The Marlins posted a winning record in each of the first four months, and on Aug. 1 they were in contention for their first playoff berth since 2003. But injuries and lack of depth then sent the Marlins into a nosedive, and they instead finished below .500 (79-82) for the seventh consecutive year.
Dismay over another losing season was overshadowed, however, by the death of ace Jose Fernandez in a boating accident. His teammates spent the last week of the season grieving for a pitcher who ranked among the sport’s most dynamic players.
“Definitely the circumstances at the end just dramatically change the final thought of the season,” manager Don Mattingly. “You’re forever changed by this.”
Here are things to know as Marlins head into another long winter thinking of only one loss:
The pain of Fernandez’s absence next year will remain acute, teammates predict.
“Time will heal,” reliever Mike Dunn said. “But the first day of spring training is going to be hard, because we’re going to come in and he’s not going to be there. Then you get past that to opening day, and at some point they’re going to retire his number. And then the All-Star Game is in Miami next year, and that will bring up reminders. It’s going to be hard.”
Pitcher Tom Koehler hopes to honor Fernandez’s legacy by playing with the same joy his teammate displayed.
“For me that will be hard, because we’re the opposite in that regard,” Koehler said with a chuckle. “He always wanted to be out there smiling and laughing. I wish I could be in a bases-loaded situation with nobody out in a one-run game and be laughing. That’s not who I am, but you know what? Maybe that’s who some of us will become. Maybe we’ll be able to relax and say it is a game. He played it like a game. You can take it a little too seriously sometimes and forget to enjoy the journey. Whether we like it or not, all of our times are coming.”
Regarding the more mundane matter of the NL East standings, the Marlins were only four games behind first-place Washington on Aug. 1 but went 22-34 the rest of the way to finish 15½ games back.
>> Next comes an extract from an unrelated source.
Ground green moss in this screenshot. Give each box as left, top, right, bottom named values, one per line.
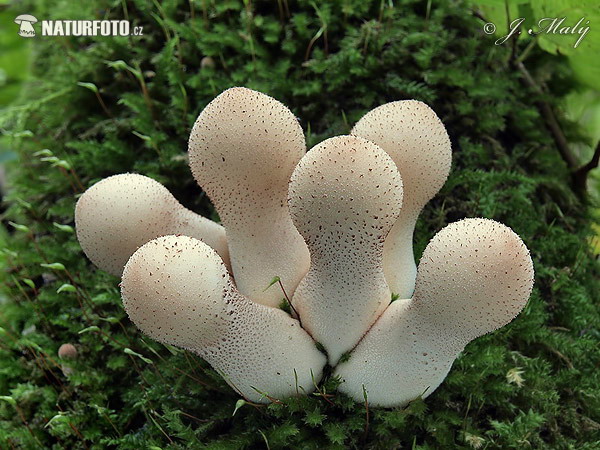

Miami couldn’t overcome injuries down the stretch to sluggers Giancarlo Stanton and Justin Bour, or to pitchers Adam Conley, A.J. Ramos and Wei-Yin Chen.
“When I came into spring training, I thought we had a club that could’ve been playing in the playoffs,” Mattingly said. “Without saying it out loud, I knew there were certain things that had to happen, and part of that was we had to stay kind of injury-free.”
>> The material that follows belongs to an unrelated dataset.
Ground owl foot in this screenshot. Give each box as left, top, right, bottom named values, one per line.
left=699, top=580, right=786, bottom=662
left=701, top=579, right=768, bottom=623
With a small payroll and weak farm system, Miami didn’t have the depth to replace those sidelined.
WHAT WENT RIGHT
Ichiro Suzuki became the 30th player to reach 3,000 hits, finished with 3,030, batted .291 and is expected back next year at age 43. Christian Yelich had a breakout season with 21 homers and 98 RBIs, both career highs, while batting .298. Catcher J.T. Realmuto batted .303 with 11 homers.
Five-year-old Marlins Park has done little to diminish apathy toward baseball in South Florida, and the Marlins finished last in the NL in attendance for the 11th time in the past 12 seasons, averaging 21,405 per game.
Even the popular Fernandez couldn’t help at the box office. His 16 home starts averaged 20,975.
The loss of Fernandez leaves a huge hole in an already wobbly rotation.
Because the free agent market — like the Marlins’ minor league system — is thin on pitching, they might need to swing a trade for a No. 1 starter. One option would be to part with the injury-plagued Stanton, who will be due $14.5 million in 2017, the third year of his record 13-year, $325 million deal.